Buah Penerapan Sistem Kapitalisme- Sekularisme

Fakta di atas jelas mencerminkan rendahnya kualitas pendidikan di perguruan tinggi. Perguruan tinggi gagal mencetak generasi dengan kepribadian yang jujur, bersih, dan amanah. Terlebih, kurikulum sistem pendidikan di negeri ini senantiasa mengacu pada dunia bisnis, hal ini nyata dengan adanya program Knowledge Based Economic (KBE), kondisi dimana pendidikan dan pengetahuan yaitu, "modal manusia" dapat berfungsi sebagai aset produktif atau produk bisnis untuk dijual dan diekspor guna menghasilkan keuntungan bagi individu, bisnis, dan perekonomian. Hal ini dikhawatirkan akan makin memperparah orientasi pendidikan di negeri ini, karena pendidikan hanya dijadikan sebagai komoditas untuk kepentingan ekonomi semata. Alhasil, output yang dihasilkan oleh perguruan tinggi hanyalah manusia-manusia pragmatis. 
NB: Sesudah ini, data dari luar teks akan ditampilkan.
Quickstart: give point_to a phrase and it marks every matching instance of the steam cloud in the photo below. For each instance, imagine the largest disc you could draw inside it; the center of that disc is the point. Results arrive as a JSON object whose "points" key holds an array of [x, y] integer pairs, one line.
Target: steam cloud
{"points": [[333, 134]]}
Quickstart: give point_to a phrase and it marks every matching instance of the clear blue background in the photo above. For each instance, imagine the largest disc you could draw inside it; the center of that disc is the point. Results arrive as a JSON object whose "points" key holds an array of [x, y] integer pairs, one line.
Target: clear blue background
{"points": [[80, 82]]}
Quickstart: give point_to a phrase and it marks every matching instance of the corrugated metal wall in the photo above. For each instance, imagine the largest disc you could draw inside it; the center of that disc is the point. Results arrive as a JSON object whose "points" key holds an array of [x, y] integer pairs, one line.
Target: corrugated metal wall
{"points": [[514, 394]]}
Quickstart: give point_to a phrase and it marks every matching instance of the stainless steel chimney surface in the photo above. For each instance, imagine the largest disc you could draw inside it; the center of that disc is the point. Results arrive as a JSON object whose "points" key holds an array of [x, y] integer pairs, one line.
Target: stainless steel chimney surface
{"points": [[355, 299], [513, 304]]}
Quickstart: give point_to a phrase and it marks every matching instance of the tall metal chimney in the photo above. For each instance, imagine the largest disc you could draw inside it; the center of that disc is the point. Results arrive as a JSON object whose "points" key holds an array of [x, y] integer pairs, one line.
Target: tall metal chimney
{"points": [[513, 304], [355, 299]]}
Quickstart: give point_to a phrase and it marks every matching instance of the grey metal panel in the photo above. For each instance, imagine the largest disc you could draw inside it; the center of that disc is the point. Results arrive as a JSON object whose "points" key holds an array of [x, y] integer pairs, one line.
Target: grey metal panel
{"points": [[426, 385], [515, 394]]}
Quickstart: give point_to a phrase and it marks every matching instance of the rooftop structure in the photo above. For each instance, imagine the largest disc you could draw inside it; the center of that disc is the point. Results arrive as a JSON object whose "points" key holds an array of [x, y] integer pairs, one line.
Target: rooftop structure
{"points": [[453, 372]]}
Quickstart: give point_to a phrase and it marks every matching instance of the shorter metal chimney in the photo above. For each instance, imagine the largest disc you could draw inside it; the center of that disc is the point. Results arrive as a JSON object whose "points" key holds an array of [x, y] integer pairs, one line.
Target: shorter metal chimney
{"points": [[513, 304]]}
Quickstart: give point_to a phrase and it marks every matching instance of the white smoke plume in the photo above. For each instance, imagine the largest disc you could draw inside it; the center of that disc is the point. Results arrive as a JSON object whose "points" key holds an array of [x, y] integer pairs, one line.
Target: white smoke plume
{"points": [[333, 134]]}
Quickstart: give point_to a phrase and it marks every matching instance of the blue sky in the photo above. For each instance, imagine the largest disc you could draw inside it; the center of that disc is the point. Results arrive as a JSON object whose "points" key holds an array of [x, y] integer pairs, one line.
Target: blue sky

Inilah buah dari penerapan sistem kapitalisme-sekularisme yang mampu melemahkan keimanan individu yang mengakibatkan hilangnya rasa takut pada Sang Khalik. Sehingga, muncullah individu-individu yang bermoral rendah, yang tak berintegritas dalam mengampu amanahnya. Sistem ini juga membuat iman seseorang menjadi lemah, mengakibatkan seseorang tersebut mudah mengambil jalan pintas dan menghalalkan segala cara untuk mendapatkan keinginannya. Pemisahan antara kehidupan dengan agama menjadi dalang dari munculnya intelektual bermental korup. 

Dari sisi hukum, kapitalisme-sekularisme tidak mampu memberikan sanksi tegas bagi para pelaku kejahatan. Sanksi yang ada selama ini dinilai belum mampu memberikan efek jera dan mencegah pihak lain untuk melakukan hal yang sama. Terbukti dengan makin maraknya kasus kejahatan yang ada, termasuk kasus korupsi. Itu lah mengapa kemustahilan memberantas kasus korupsi adalah sebuah keniscayaan dalam sistem sekuler. Oleh karena itu dibutuhkan sistem yang tangguh, yang mampu menyelesaikan segala permasalahan termasuk masalah korupsi yang terjadi. 

Islam Sebagai Sistem Tangguh Pencegah Korupsi

Untuk memberantas kasus korupsi dibutuhkan sebuah sistem yang memiliki aturan mekanisme yang jitu, dan hal itu hanya ada dalam sistem Islam (daulah khilafah Islamiyah). Islam akan mampu mencegah dan memberantas pelanggaran hukum dengan aturan Islam yang berasal dari Sang Pencipta. 

Dari aspek pendidikan, daulah Islam akan menjadikan aqidah Islam sebagai asas kurikulum pendidikannya. Tujuan pendidikan dalam Islam jelas tidak berorientasi pada bisnis duniawi semata. Pendidikan dalam Islam akan melahirkan intelektual jujur dan mulia yang berintegritas dan berkarakter Islami, yang sadar bahwasanya ilmu yang berkah adalah ilmu yang bermanfaat untuk umat, dan berharap bahwa dari pengamalan ilmu yang dimiliki akan mendatangkan rida Allah SWT. 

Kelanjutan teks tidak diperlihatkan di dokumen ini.